2019-01-27 13:37:31 DEBUG (MainThread) [pyotgw.protocol] Sending command: PR with value S
2019-01-27 13:37:34 ERROR (MainThread) [pyotgw.pyotgw] Timed out waiting for command: PR, value: S.
2019-01-27 13:37:34 DEBUG (MainThread) [pyotgw.protocol] Sending command: PR with value T
2019-01-27 13:37:34 DEBUG (MainThread) [pyotgw.protocol] Got possible response for command PR: PR: T=11
2019-01-27 13:37:34 DEBUG (MainThread) [pyotgw.protocol] Sending command: PR with value V
2019-01-27 13:37:37 ERROR (MainThread) [pyotgw.pyotgw] Timed out waiting for command: PR, value: V.
2019-01-27 13:37:37 DEBUG (MainThread) [pyotgw.protocol] Sending command: PR with value W
2019-01-27 13:37:37 DEBUG (MainThread) [pyotgw.protocol] Got possible response for command PR: PR: W=A
2019-01-27 13:37:37 DEBUG (MainThread) [pyotgw.protocol] Sending command: PS with value 1
2019-01-27 13:37:40 ERROR (MainThread) [pyotgw.pyotgw] Timed out waiting for command: PS, value: 1.
2019-01-27 13:37:40 DEBUG (MainThread) [homeassistant.components.opentherm_gw] Connected to OpenTherm Gateway at socket://otgw.abcd.ab:6638
2019-01-27 13:37:40 DEBUG (MainThread) [pyotgw.protocol] Sending command: PS with value 0
2019-01-27 13:37:40 DEBUG (MainThread) [pyotgw.protocol] Got possible response for command PS: PS: 0
2019-01-27 14:46:54 DEBUG (MainThread) [pyotgw.protocol] Watchdog triggered!
2019-01-27 14:46:54 DEBUG (MainThread) [pyotgw.protocol] Canceling Watchdog task.
2019-01-27 14:46:54 DEBUG (MainThread) [pyotgw.pyotgw] Scheduling reconnect...
2019-01-27 14:46:54 DEBUG (MainThread) [pyotgw.pyotgw] Reconnecting to serial device on socket://otgw.abcd.ab:6638
2019-01-27 14:46:54 ERROR (MainThread) [pyotgw.protocol] Disconnected: None
'''
popoviciri commented 5 years ago

OK, I've been running for two days with debug logging the components and HASS still didn't crash.
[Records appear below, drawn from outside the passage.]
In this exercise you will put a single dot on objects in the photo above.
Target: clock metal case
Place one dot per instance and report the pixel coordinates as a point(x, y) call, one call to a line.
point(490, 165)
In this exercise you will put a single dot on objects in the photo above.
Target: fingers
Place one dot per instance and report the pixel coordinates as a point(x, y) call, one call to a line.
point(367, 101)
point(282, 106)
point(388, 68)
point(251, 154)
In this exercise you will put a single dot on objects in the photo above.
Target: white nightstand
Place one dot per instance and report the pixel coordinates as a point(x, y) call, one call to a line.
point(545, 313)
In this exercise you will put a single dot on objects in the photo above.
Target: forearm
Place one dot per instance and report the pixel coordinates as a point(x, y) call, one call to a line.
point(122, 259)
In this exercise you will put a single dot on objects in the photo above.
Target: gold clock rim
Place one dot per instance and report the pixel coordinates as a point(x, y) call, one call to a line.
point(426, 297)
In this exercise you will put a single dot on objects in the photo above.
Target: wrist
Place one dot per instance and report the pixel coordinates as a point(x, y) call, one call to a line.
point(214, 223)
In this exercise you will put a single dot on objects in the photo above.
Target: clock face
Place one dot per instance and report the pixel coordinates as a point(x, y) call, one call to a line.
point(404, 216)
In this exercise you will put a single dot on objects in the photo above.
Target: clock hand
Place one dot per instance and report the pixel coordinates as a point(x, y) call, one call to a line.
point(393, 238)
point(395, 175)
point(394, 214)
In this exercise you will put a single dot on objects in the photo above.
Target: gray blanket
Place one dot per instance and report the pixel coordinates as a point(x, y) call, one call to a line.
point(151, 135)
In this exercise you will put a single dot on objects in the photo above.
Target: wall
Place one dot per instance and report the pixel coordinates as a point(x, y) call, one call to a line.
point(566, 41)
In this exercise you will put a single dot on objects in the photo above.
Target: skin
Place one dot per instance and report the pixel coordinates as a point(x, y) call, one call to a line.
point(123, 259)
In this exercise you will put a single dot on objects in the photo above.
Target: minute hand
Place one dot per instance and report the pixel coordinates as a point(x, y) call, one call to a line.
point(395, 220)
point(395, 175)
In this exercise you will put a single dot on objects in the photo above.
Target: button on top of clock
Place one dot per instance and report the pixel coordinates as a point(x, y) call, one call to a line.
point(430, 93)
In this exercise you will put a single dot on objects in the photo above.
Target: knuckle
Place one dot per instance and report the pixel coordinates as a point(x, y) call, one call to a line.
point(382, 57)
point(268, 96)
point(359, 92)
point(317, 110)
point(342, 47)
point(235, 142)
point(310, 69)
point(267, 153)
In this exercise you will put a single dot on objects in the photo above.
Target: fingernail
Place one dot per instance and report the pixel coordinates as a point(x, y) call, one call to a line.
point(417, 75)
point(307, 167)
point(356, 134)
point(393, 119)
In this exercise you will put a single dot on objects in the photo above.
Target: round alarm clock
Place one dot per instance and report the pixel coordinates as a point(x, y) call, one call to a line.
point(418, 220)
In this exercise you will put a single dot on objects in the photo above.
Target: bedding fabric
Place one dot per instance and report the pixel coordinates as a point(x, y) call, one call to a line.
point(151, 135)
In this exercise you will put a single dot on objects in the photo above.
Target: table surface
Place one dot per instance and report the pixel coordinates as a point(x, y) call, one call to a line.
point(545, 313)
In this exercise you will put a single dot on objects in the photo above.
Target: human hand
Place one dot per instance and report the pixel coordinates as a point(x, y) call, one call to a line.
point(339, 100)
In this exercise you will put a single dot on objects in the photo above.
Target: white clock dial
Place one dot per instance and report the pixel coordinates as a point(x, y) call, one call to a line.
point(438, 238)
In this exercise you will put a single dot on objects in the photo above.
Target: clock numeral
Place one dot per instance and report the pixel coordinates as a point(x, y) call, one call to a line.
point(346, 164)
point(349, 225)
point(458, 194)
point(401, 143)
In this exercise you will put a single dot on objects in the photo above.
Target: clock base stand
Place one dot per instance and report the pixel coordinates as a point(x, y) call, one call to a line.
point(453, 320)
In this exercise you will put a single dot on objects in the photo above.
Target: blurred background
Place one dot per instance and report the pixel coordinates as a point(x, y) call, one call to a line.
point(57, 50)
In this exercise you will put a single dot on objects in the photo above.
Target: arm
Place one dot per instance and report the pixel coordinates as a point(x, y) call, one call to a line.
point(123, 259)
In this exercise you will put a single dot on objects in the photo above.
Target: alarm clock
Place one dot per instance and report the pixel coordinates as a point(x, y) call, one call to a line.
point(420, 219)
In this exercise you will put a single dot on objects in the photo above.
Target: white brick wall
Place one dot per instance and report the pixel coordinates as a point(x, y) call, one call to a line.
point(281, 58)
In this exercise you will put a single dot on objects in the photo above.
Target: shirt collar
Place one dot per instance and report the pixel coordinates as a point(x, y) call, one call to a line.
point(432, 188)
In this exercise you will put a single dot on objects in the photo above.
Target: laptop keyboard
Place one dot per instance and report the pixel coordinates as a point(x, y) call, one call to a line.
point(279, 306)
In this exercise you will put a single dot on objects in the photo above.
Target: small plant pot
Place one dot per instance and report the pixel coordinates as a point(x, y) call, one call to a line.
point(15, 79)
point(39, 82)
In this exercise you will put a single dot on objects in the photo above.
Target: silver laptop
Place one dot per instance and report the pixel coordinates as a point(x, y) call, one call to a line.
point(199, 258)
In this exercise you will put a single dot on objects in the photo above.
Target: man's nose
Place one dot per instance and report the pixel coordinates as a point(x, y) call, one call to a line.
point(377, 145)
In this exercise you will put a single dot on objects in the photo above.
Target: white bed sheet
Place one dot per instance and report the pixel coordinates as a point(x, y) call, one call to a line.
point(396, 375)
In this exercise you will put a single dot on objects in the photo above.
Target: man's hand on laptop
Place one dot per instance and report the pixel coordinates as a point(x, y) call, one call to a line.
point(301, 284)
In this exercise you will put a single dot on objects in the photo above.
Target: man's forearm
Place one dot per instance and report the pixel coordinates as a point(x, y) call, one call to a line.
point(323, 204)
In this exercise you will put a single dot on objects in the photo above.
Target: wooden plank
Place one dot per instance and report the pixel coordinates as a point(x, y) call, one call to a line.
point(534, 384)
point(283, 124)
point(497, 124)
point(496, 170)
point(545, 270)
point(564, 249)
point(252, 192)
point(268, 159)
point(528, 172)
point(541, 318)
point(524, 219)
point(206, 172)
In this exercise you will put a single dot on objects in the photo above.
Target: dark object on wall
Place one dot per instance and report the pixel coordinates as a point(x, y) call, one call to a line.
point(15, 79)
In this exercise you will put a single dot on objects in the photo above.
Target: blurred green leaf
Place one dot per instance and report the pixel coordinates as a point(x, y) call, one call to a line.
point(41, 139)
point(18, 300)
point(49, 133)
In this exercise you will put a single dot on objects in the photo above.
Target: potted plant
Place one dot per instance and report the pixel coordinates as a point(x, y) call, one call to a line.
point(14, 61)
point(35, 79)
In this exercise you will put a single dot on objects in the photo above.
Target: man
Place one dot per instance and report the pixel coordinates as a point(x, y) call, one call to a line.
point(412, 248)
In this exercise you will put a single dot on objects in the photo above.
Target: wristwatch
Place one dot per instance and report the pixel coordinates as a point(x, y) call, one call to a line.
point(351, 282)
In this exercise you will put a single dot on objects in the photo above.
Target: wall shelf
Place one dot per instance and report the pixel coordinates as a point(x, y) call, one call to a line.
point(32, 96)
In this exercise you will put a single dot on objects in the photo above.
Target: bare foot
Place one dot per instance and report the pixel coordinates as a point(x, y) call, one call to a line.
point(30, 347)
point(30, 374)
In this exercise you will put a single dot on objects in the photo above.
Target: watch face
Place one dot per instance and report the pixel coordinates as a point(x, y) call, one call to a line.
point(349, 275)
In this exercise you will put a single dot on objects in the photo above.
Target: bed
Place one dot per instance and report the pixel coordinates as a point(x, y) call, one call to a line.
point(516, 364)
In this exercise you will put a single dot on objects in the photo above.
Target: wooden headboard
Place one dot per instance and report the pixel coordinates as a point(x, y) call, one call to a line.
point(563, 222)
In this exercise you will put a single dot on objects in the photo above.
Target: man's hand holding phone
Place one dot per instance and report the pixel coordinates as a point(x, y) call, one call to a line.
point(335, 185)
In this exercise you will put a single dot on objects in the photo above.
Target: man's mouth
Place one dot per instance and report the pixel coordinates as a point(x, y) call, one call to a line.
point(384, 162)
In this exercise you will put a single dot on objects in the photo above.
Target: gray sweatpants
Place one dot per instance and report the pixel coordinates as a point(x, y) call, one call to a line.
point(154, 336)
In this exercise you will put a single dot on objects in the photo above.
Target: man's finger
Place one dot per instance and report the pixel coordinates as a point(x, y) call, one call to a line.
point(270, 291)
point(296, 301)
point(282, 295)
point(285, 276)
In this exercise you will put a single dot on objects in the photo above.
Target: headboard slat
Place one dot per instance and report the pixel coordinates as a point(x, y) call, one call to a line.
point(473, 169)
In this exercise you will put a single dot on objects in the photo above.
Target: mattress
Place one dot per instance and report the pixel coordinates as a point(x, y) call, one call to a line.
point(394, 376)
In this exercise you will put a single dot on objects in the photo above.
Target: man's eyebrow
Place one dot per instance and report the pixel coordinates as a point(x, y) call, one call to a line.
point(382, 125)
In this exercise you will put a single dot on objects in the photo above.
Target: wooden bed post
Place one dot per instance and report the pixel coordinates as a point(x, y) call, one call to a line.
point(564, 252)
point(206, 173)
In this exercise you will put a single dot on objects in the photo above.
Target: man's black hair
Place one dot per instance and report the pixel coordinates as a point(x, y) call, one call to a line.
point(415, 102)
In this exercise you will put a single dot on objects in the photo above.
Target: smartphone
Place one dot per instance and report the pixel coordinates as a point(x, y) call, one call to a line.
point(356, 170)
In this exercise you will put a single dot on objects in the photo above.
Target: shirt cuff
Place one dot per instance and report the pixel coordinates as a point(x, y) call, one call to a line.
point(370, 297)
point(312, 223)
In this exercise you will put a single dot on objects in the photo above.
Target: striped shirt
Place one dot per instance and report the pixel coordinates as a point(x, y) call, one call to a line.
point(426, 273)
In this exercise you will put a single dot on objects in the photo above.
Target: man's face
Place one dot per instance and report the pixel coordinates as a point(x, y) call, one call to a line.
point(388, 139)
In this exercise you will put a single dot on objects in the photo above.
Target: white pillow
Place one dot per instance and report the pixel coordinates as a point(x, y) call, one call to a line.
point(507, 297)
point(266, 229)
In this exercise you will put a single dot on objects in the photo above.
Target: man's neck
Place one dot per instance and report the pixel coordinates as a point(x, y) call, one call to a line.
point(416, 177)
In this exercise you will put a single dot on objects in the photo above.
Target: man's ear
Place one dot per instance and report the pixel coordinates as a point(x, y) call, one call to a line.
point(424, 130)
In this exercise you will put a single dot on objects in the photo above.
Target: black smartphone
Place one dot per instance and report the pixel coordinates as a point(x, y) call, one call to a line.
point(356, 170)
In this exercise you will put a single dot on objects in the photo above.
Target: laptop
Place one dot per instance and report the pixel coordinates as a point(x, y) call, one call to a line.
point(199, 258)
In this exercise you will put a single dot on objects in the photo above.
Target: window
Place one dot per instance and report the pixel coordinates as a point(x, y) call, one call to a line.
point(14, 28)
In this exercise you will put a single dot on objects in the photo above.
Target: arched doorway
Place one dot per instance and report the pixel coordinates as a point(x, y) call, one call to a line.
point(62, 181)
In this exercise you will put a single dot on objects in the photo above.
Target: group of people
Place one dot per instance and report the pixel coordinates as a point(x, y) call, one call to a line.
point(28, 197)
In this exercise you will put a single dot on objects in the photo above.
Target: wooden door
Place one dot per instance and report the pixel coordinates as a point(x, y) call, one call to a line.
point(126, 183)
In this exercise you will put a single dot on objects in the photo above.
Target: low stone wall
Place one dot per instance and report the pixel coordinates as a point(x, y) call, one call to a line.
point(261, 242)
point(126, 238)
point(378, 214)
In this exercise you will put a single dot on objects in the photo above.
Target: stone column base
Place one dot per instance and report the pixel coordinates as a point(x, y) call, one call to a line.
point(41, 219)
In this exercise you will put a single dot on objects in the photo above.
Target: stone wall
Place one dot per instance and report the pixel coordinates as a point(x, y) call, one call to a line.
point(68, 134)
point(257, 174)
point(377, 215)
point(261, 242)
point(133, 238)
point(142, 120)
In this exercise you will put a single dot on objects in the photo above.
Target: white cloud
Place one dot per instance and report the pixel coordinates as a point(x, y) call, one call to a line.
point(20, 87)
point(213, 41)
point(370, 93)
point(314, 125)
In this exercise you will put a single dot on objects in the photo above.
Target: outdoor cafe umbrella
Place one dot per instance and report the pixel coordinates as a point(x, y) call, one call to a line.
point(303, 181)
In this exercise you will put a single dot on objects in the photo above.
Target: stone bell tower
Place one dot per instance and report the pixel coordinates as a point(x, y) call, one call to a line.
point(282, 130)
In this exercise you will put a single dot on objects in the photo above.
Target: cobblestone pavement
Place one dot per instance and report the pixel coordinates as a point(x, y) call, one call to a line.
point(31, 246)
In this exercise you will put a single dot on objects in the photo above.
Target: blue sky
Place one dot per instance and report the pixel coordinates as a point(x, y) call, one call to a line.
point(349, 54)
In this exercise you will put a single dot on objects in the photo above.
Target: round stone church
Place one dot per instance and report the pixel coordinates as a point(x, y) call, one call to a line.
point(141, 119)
I get the occasional

2019-01-30 15:12:53 DEBUG (MainThread) [pyotgw.protocol] Watchdog triggered!
2019-01-30 15:12:53 DEBUG (MainThread) [pyotgw.protocol] Canceling Watchdog task.
2019-01-30 15:12:53 DEBUG (MainThread) [pyotgw.pyotgw] Scheduling reconnect...
2019-01-30 15:12:53 DEBUG (MainThread) [pyotgw.pyotgw] Reconnecting to serial device on socket://192.168.1.175:23
2019-01-30 15:12:53 ERROR (MainThread) [pyotgw.protocol] Disconnected: None
2019-01-30 15:12:56 DEBUG (MainThread) [pyotgw.pyotgw] Connected to serial device on socket://192.168.1.175:23

but everything runs smooth. Puzzling. I'll report back in a couple of days or when HASS crashes. Cheers

popoviciri commented 5 years ago

4 days without a hitch now. I'm closing this, though it did bother me for couple of weeks. It just won't crash again. I'll start using it in more advanced automations. Thanks for the opentherm_gw component! Cheers!